Ce n’est certainement pas le bilan économique réalisé durant les trois mandats d’Abdelaziz Bouteflika qui plaiderait pour l’octroi d’un quatrième quinquennat, comme le réclament à grands renforts médiatiques certaines élites et chefs de parti réputés proches du cercle présidentiel.
Hormis les résultats quantitatifs rendus possibles par la disponibilité exceptionnelle de ressources financières essentiellement tirées des exportations d’hydrocarbures, le bilan des trois mandats présidentiels consécutifs ne brille, en effet, par aucune action originale à même d’ouvrir à l’Algérie une nouvelle manière d’entreprendre et de prendre en main son destin autrement que par le budget de l’Etat en bonne partie alimenté par la fiscalité pétrolière.
On a, tout au long de ces quinze dernières années, continué à réaliser des infrastructures de base, des logements et autres initiatives à caractère social sur le même mode que celui qui avait prévalu au temps de l’Algérie socialiste. Tout comme à cette période qui s’acheva avec les troubles d’octobre 1988 qui correspond à un net déclin de la rente pétrolière, les années Bouteflika ressemblent à s’y méprendre à cette époque, à la seule différence du maintien des recettes d’hydrocarbures à un niveau qui permet de dépenser sans compter.
C’est ainsi que 520 milliards de dollars environ (dépenses de l’armée et des corps constitués non comprises) ont été injectés ces dix dernières années au profit du développement économique et social sans qu’on parvienne ne serait-ce qu’à satisfaire les demandes sociales prioritaires (emploi, logement, éducation, formation, eau potable, transport, etc.). Là où des dépenses publiques aussi faramineuses auraient généré des taux de croissance allant de 7 à 9%, en Algérie on se contente du chiffre misérable de 2,5%, d’une explosion sans pareille des importations et d’un recul dramatique de la production industrielle locale. Autant d’indicateurs économiques qui apportent la preuve, s’il en fallait une, de l’inefficience de ce mode de développement reposant exclusivement sur la dépense publique, autrement dit sur la rente pétrolière.
Gouvernance au rabais
Rassuré par l’aisance financière qui s’est installée dans la durée, Abdelaziz Bouteflika n’a pas jugé utile de concevoir une autre façon de conduire le développement que celle basée sur les ressources pétrolières disponibles à affecter en priorité à la réalisation d’infrastructures de base, d’équipements sociaux et de logements. Très peu d’argent (à peine 0,4% du PIB de 2010) a été consacré à la formation des ressources humaines, au renforcement du management des entreprises et des institutions publiques et à la recherche-développement. D’où notre incapacité à gérer convenablement les infrastructures réalisées et organiser nos entreprises de manière à ce qu’elles soient plus compétitives et aptes à prendre en charge une part suffisamment importante de projets à réaliser, malheureusement confiés en grande partie à des étrangers.

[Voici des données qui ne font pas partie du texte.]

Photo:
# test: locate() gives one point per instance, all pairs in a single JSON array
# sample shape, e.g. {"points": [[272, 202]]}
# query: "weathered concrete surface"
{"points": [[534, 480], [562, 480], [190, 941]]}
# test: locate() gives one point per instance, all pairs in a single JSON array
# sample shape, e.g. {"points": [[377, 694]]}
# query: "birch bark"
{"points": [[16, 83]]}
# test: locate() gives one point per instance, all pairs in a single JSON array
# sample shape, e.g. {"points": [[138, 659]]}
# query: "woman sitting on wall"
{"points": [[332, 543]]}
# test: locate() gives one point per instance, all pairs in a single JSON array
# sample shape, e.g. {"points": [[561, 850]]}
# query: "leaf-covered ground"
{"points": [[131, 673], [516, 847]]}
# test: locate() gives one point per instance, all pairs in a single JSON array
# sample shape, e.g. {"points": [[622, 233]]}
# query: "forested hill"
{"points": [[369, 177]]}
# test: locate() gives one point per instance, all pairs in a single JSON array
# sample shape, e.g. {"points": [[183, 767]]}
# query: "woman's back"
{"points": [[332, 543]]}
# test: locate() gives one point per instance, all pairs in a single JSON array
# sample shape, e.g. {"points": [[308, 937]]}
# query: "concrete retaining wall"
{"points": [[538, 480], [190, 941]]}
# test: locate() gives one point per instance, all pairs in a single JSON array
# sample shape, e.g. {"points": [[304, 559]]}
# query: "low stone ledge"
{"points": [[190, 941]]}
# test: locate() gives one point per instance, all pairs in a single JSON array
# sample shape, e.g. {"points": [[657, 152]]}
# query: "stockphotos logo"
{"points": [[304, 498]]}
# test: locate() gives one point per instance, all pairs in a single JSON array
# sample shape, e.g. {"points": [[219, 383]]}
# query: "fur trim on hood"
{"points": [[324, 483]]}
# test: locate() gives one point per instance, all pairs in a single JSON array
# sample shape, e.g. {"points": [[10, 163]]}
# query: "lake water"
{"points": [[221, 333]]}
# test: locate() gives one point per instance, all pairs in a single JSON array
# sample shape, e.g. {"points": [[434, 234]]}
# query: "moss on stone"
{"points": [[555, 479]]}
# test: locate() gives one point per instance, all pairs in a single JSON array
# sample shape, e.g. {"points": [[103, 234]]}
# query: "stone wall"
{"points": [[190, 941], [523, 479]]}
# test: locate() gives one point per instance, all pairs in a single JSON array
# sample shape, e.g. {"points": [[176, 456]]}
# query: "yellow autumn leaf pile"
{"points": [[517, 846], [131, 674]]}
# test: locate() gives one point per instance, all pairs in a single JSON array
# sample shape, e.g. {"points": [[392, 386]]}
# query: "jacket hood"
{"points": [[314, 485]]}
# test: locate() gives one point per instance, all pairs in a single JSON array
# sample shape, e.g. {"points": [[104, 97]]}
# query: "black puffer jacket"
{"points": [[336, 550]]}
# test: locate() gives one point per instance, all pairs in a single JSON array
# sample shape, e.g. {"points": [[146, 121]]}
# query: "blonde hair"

Pour ce faire, il aurait fallu que les équipes gouvernementales travaillant sous l’étroite autorité Bouteflika mènent de profondes et rapides réformes visant à instaurer dans notre pays une véritable économie de marché, dotée de tous les outils nécessaires à son fonctionnement. Aucun ajustement structurel notable n’ayant été effectué dans ce sens, hormis quelques réformes bâclées et bien souvent remises en cause quelque temps après, l’Algérie se retrouve, vingt-deux ans après les réformes de 1988, au même point. Pire encore, aux dysfonctionnements encore vivaces hérités du système socialiste, sont venus s’ajouter ceux générés par une pléthore de textes législatifs aussi complexes que contradictoires, promulgués par les nombreux chefs de gouvernement (6) et ministres qui se sont succédé durant les quinze années de règne de Bouteflika.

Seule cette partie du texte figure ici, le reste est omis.